Malcolm Gunning, the president of the Real Estate Institute of Australia (REIA), says the data shows the value of investment housing commitments decreased by 1.5 per cent in May in trend terms, following a fall in the previous month, “well down” from its 2015 peak.
“To put this in perspective, it needs to remembered that the May figures are the first to show the impact of the actions by the regulators and banks to limit bank lending to dampen investor demand for property,” Mr Gunning said.
“Overall, the figures for May 2017 show, in trend terms that the number of owner-occupied finance commitments decreased by 0.4 per cent. If refinancing is excluded, the number of owner-occupied finance commitments increased by 0.1 per cent and is the ninth consecutive month of increases.”
The figures also show decreases were recorded in all states except the ACT and Tasmania, with Queensland recording the largest decrease of 0.9 per cent. The ACT increased by 0.5 per cent and Tasmania remained flat.
The number of established dwellings purchase commitments decreased by 0.6 per cent.

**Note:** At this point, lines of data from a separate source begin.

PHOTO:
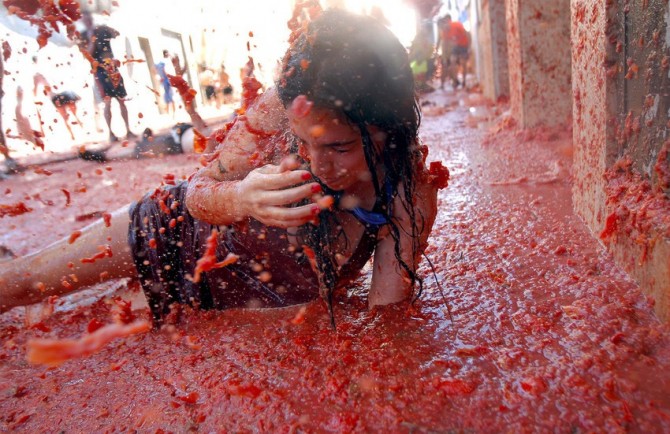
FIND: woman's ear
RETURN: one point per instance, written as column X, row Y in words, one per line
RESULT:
column 378, row 136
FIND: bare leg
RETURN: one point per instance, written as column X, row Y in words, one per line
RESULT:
column 124, row 115
column 108, row 118
column 63, row 113
column 73, row 110
column 58, row 269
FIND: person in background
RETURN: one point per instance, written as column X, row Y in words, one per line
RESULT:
column 163, row 69
column 96, row 41
column 421, row 59
column 454, row 47
column 206, row 78
column 65, row 101
column 225, row 88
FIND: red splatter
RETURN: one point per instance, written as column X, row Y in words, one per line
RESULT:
column 208, row 260
column 14, row 210
column 67, row 196
column 301, row 106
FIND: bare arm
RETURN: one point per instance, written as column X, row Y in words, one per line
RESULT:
column 390, row 282
column 231, row 187
column 65, row 267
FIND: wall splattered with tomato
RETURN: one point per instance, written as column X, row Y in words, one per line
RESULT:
column 620, row 112
column 539, row 61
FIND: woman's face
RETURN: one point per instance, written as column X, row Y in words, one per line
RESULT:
column 332, row 146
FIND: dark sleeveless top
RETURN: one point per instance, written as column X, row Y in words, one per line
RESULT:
column 269, row 272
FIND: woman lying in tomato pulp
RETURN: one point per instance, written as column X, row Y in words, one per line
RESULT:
column 323, row 172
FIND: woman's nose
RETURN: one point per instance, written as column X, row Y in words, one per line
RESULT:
column 321, row 163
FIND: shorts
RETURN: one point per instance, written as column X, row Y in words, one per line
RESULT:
column 167, row 93
column 65, row 98
column 268, row 272
column 210, row 91
column 110, row 81
column 460, row 53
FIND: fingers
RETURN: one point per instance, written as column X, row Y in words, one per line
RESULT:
column 291, row 195
column 276, row 177
column 289, row 217
column 290, row 162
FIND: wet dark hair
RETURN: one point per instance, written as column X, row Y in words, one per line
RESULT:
column 355, row 65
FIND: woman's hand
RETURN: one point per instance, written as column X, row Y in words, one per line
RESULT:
column 266, row 194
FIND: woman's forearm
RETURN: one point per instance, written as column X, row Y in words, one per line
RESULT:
column 87, row 257
column 213, row 201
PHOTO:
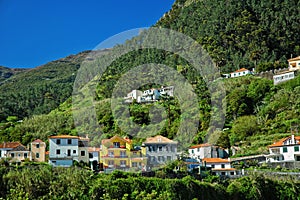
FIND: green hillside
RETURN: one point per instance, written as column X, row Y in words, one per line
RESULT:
column 6, row 73
column 39, row 90
column 236, row 34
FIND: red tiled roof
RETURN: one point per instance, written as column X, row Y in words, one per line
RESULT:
column 91, row 149
column 159, row 139
column 294, row 59
column 64, row 136
column 224, row 169
column 37, row 141
column 281, row 142
column 10, row 144
column 215, row 160
column 240, row 70
column 200, row 145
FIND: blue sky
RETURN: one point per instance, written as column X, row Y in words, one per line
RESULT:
column 35, row 32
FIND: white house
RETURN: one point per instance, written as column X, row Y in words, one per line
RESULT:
column 206, row 150
column 15, row 151
column 294, row 64
column 240, row 72
column 285, row 150
column 64, row 149
column 219, row 166
column 282, row 77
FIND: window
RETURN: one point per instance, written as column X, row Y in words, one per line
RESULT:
column 111, row 162
column 123, row 154
column 116, row 144
column 111, row 154
column 134, row 164
column 69, row 141
column 123, row 163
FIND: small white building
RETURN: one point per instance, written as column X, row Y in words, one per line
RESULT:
column 282, row 77
column 64, row 149
column 285, row 150
column 240, row 72
column 206, row 150
column 294, row 64
column 219, row 166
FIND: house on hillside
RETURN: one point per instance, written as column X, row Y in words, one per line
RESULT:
column 285, row 150
column 206, row 150
column 119, row 153
column 283, row 76
column 294, row 64
column 159, row 150
column 38, row 150
column 15, row 151
column 240, row 72
column 219, row 166
column 150, row 95
column 65, row 149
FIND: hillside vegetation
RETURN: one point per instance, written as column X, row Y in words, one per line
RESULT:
column 236, row 34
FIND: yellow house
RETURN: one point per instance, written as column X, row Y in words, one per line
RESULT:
column 294, row 64
column 118, row 153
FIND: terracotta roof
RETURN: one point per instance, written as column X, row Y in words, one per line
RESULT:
column 200, row 145
column 37, row 141
column 127, row 140
column 159, row 139
column 240, row 70
column 294, row 59
column 281, row 142
column 215, row 160
column 10, row 144
column 224, row 169
column 64, row 136
column 91, row 149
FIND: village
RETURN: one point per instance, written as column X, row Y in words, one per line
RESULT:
column 121, row 153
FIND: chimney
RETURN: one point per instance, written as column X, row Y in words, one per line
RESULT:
column 293, row 138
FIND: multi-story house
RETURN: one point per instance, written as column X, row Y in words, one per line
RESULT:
column 119, row 153
column 294, row 64
column 240, row 72
column 206, row 150
column 159, row 150
column 285, row 150
column 64, row 149
column 38, row 150
column 150, row 95
column 219, row 166
column 15, row 151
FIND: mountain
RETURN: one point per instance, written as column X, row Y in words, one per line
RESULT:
column 236, row 34
column 6, row 73
column 38, row 90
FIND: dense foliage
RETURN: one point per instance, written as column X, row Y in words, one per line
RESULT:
column 250, row 33
column 39, row 90
column 45, row 182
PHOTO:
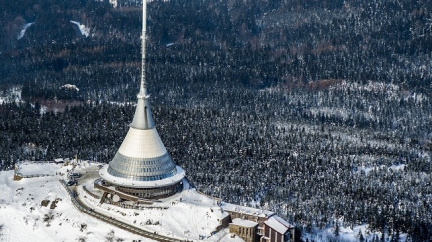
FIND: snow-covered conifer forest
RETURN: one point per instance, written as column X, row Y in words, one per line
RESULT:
column 318, row 110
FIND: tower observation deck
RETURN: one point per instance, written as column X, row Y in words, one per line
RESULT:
column 142, row 167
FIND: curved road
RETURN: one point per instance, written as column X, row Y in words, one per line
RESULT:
column 83, row 208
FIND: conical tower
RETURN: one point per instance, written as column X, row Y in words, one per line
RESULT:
column 142, row 166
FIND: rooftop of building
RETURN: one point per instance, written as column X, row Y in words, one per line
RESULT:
column 279, row 224
column 244, row 223
column 246, row 210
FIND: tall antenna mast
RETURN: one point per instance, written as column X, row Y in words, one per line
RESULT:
column 143, row 87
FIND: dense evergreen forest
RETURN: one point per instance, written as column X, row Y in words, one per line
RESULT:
column 318, row 110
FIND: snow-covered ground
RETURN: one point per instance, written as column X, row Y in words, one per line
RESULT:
column 22, row 218
column 186, row 215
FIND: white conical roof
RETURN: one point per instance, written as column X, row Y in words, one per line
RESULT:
column 142, row 159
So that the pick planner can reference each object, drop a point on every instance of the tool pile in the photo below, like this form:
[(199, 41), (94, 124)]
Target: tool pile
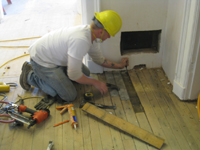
[(14, 111)]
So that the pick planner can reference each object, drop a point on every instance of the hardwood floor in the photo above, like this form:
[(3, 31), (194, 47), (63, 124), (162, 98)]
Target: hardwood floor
[(145, 99)]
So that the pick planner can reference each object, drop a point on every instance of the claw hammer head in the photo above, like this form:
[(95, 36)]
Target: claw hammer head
[(63, 108)]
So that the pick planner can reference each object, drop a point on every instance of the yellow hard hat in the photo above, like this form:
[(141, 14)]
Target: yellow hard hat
[(110, 20)]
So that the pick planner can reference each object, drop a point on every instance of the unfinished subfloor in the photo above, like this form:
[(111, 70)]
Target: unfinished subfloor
[(145, 98)]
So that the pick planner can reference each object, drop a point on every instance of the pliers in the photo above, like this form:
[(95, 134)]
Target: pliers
[(12, 105)]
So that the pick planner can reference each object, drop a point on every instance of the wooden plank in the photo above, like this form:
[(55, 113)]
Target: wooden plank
[(144, 124), (110, 79), (8, 130), (87, 142), (124, 125), (131, 118), (187, 123), (136, 104), (94, 126), (105, 134), (166, 118), (120, 112), (157, 130), (78, 135), (120, 83), (116, 136)]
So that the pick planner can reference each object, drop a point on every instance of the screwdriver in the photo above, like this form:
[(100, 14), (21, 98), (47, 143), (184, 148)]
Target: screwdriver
[(72, 115)]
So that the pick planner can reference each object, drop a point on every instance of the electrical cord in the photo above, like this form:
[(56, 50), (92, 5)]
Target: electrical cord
[(12, 84)]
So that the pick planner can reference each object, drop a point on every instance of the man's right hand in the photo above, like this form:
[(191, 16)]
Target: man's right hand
[(101, 86)]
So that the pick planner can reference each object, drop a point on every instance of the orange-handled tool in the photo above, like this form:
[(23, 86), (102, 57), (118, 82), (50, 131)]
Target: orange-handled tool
[(71, 110), (61, 123)]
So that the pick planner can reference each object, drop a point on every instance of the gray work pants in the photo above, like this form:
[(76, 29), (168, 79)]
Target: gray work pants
[(54, 81)]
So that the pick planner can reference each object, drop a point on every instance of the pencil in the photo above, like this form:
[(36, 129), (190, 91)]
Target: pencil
[(61, 123)]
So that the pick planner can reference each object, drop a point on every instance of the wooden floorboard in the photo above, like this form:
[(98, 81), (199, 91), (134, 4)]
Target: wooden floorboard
[(164, 114)]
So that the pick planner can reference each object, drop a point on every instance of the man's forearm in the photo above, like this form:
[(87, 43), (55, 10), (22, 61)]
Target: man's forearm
[(86, 80), (110, 64)]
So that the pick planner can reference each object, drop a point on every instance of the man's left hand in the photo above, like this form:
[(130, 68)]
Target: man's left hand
[(124, 62)]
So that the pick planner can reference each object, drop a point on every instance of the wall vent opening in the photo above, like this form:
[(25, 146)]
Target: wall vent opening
[(140, 41)]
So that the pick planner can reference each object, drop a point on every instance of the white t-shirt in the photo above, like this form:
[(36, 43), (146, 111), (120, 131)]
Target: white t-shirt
[(66, 47)]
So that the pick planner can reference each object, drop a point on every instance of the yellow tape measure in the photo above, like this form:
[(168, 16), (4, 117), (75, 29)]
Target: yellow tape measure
[(88, 96)]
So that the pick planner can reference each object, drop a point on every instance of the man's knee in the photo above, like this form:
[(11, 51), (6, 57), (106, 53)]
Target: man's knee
[(69, 96)]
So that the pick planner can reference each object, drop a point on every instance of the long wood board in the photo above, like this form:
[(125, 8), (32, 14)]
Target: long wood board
[(124, 125)]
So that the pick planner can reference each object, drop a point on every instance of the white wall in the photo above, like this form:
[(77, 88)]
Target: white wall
[(172, 37), (1, 12), (137, 15)]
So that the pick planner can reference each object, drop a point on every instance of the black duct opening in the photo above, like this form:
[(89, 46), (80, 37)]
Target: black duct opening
[(140, 41)]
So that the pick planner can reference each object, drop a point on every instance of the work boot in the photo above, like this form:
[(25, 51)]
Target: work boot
[(26, 68)]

New dwelling construction increased by 1.0 per cent and the purchase of new dwellings increased by 0.4 per cent.
The proportion of first home buyers, as part of the total owner-occupied housing finance commitments, increased to 14.0 per cent, the highest since July 2015.
The number of first home buyer commitments increased by 28.9 per cent for the month and is the highest since October 2014.
“They [the data] show that the market is adjusting with owner-occupiers and first home buyers returning to the market as investor activity decreases,” Mr Gunning said.
“It is worth noting that this is before the recent concessions introduced for first home buyers.”